Because I’m narcissistic I thought it would be interesting to look at the best guys that have shared a name with me.

10. David PATERSON 

Most people don’t know who he is, but he’s the governor of New York. You might say “but what’s so great about that?” and I would answer with “he’s blind.” Impressive stuff. I’m fully sighted and I’m not even the governor of my bedroom. 

9. David BECKHAM

Super famous for some reason… Oh right, he plays soccer occasionally. He made the list because a) he’s famous and b) he’s got that brooding/sexy look but when he talks he sounds like a 1920s newspaper boy. Whenever he talks I just expect him to say “five cents to read about the arrest of Capone!” and then some guy buys the paper and reads it and goes “wait a sec, there’s nothing about Capone in here” and then Beckham runs away laughing as the man shakes his fist. 

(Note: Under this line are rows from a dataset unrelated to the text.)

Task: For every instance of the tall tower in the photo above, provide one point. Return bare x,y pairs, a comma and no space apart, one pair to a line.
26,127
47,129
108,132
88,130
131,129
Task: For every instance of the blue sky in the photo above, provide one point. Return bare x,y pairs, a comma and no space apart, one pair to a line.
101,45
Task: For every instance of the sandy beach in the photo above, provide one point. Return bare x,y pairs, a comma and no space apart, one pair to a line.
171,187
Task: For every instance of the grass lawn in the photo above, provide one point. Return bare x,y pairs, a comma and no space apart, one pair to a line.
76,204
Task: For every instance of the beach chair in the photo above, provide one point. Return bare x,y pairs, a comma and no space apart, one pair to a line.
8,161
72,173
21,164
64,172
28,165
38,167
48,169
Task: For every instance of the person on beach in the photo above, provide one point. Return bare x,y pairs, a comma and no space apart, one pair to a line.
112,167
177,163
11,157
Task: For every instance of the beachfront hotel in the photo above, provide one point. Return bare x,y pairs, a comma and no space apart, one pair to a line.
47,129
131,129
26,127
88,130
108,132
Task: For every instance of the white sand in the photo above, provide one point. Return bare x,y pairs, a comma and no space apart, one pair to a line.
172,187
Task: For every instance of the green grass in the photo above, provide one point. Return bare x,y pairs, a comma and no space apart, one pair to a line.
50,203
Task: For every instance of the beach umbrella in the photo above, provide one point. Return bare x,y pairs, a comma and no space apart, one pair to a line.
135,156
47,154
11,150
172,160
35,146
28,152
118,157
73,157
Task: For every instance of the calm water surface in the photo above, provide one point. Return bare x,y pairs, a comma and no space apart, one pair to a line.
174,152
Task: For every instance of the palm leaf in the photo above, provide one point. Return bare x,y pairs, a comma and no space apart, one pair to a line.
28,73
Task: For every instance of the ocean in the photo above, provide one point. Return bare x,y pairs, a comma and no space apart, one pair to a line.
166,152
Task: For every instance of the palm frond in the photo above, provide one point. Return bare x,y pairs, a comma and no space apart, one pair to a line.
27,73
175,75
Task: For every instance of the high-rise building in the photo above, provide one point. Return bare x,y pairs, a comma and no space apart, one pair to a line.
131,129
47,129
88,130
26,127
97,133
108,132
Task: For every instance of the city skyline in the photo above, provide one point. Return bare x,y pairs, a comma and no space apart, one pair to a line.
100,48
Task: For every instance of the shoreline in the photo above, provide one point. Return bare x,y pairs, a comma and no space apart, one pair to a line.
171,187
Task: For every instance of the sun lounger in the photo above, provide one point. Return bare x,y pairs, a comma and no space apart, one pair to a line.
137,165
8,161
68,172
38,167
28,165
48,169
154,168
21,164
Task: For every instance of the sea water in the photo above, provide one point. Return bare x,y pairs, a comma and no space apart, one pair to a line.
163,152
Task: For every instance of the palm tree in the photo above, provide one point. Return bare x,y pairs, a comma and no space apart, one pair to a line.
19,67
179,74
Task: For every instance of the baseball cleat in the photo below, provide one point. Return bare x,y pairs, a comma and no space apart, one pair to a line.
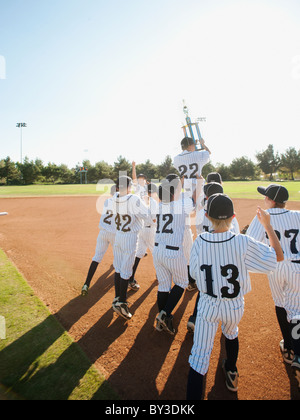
116,300
85,290
231,378
133,285
166,322
296,369
288,355
122,309
191,287
159,327
191,324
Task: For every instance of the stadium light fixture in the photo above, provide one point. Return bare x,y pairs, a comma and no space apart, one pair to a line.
21,126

8. David AFTER THE DENTIST

Is this real life? Yes David, it is.

7. David CROSS

Makes the list because of he is a never-nude. If you don’t understand the reference do yourself a favour and go watch Arrested Development. 

6. David SCHWIMMER

Ross was the best character on Friends. There I said it. Phoebe was clearly the worst, Joey was too one dimensional, Monica and Rachel cancel each other out, and Chandler was too overtly funny. The first few seasons Ross wasn’t great. Crazy Ross on the other hand, pure magic. “Unagi,” the leather pants, the teeth bleaching, his turkey sandwich. So good.

5. Davy JONES

Am I referring to the mythical octopus-faced character from Pirates of the Caribbean, or the lead singer of The Monkees? Answer: both. 

4. David BOWIE

Fun fact, David Bowie could have been included in the battle for Davy Jones supremacy at #5 because his real name is David Jones. But he’s awesome enough to have his own spot on the list. Best songs: Changes, Ziggy Stardust, and Space Oddity. Worst Decisions: fucking Mick Jagger, and over forty years of sexual ambiguity. 

3. David FINCHER

The best director in Hollywood. Se7en, Fight Club, Zodiac, The Social Network are some of my favourite movies. Aside from Panic Room, the man has yet to make a bad film. 

2. David DUCHOVNY 

What’s not to love? If he is anything like his character in Californication, (and according to his sex addiction, he is) he’s one of the coolest dudes in the world. Funny, wry, and from a completely objective hetero point of view he has aged exceptionally well (he’s 50). As a David, he’s what I aspire to be.

1. KING David

The one that defined the name. As a boy he took down Goliath. As a man he was King of Israel. As a statue he is 17 feet tall and naked. What a badass.